Coding

Part:BBa_K4380011

Designed by: Brigita Duchovska   Group: iGEM22_Vilnius-Lithuania   (2022-10-01)

eGFP

Introduction

NanoFind

Vilnius-Lithuania Igem 2022 project NanoFind used this part as a way to evaluate bacterial presence in a sample as well as for Bacterial detection (Read more on Engineering).
The team was working to create an easily accessible nanoplastic detection tool, using peptides, whose interaction with nanoplastic particles would lead to an easily interpretable response. The system itself focused on smaller protein molecules, peptides, which are modified to acquire the ability to connect to the surface of synthetic polymers – plastics. The detection system works when peptides and nanoplastic particles combine and form a sandwich complex - one nanoplastic particle is surrounded by two peptides, attached to their respective protein. The sandwich complex consisted of two main parts – one is a peptide bound to a fluorescent protein, and another peptide is immobilized on a cellulose membrane by a cellulose binding domain. A bacterial cell surface display system was used as a novel way to expose the same peptides onto the bacterial membrane, allowing it to amplify the signal.

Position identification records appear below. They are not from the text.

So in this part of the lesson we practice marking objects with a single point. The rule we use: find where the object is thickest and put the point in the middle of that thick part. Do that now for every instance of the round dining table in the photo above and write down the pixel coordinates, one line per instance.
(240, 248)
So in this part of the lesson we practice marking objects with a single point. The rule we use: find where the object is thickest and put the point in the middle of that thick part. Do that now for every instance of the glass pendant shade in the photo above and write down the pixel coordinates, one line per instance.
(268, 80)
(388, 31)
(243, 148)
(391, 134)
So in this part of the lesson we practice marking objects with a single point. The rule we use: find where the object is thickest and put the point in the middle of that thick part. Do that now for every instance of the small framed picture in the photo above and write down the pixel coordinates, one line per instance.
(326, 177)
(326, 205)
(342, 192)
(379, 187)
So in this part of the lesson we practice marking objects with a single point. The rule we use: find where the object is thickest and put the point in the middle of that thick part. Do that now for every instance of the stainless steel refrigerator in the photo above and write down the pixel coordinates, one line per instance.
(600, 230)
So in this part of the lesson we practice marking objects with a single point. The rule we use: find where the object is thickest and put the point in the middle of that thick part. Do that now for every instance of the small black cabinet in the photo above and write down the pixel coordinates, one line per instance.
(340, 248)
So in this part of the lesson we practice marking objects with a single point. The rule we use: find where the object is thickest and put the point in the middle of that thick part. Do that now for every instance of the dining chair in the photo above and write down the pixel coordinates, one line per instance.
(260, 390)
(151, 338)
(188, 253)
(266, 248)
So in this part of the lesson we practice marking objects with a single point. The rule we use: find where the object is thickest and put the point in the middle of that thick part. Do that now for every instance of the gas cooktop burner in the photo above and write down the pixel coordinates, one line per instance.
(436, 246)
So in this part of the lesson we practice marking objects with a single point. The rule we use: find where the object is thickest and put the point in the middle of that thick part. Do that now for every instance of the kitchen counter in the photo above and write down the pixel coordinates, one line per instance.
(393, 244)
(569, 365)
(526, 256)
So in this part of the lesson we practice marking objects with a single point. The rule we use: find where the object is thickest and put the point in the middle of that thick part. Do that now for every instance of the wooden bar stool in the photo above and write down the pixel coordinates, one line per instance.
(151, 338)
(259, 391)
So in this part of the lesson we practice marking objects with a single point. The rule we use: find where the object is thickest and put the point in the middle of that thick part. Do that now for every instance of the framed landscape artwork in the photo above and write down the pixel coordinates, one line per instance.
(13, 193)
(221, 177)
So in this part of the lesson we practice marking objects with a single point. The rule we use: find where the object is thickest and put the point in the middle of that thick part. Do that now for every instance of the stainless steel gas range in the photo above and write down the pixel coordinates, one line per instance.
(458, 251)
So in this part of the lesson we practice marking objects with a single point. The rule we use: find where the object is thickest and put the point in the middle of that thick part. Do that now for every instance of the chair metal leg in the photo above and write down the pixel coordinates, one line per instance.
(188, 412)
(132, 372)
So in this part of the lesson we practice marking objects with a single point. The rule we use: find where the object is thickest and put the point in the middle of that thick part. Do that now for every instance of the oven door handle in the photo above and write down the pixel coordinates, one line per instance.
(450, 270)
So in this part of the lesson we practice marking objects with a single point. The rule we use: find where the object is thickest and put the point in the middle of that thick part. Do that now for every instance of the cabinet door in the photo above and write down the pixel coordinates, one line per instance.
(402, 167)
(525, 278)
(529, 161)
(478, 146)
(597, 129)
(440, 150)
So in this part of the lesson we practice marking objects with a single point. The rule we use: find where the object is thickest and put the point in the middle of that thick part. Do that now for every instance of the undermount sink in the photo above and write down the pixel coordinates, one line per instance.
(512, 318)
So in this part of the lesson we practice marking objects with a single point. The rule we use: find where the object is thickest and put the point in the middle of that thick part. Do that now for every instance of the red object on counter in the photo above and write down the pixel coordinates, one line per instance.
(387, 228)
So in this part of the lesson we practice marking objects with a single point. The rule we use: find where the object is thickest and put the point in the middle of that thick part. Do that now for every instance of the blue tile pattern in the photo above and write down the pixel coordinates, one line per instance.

The protein, encoded by this sequence was cloned into a pACYC vector and co-transformed together with the cell surface display system. This protein was utilized as a reporter protein, which could produce a quantifiable result. These compatible vectors were used as a tool to measure concentration-dependent fluorescence signal in a nanoplastic sample.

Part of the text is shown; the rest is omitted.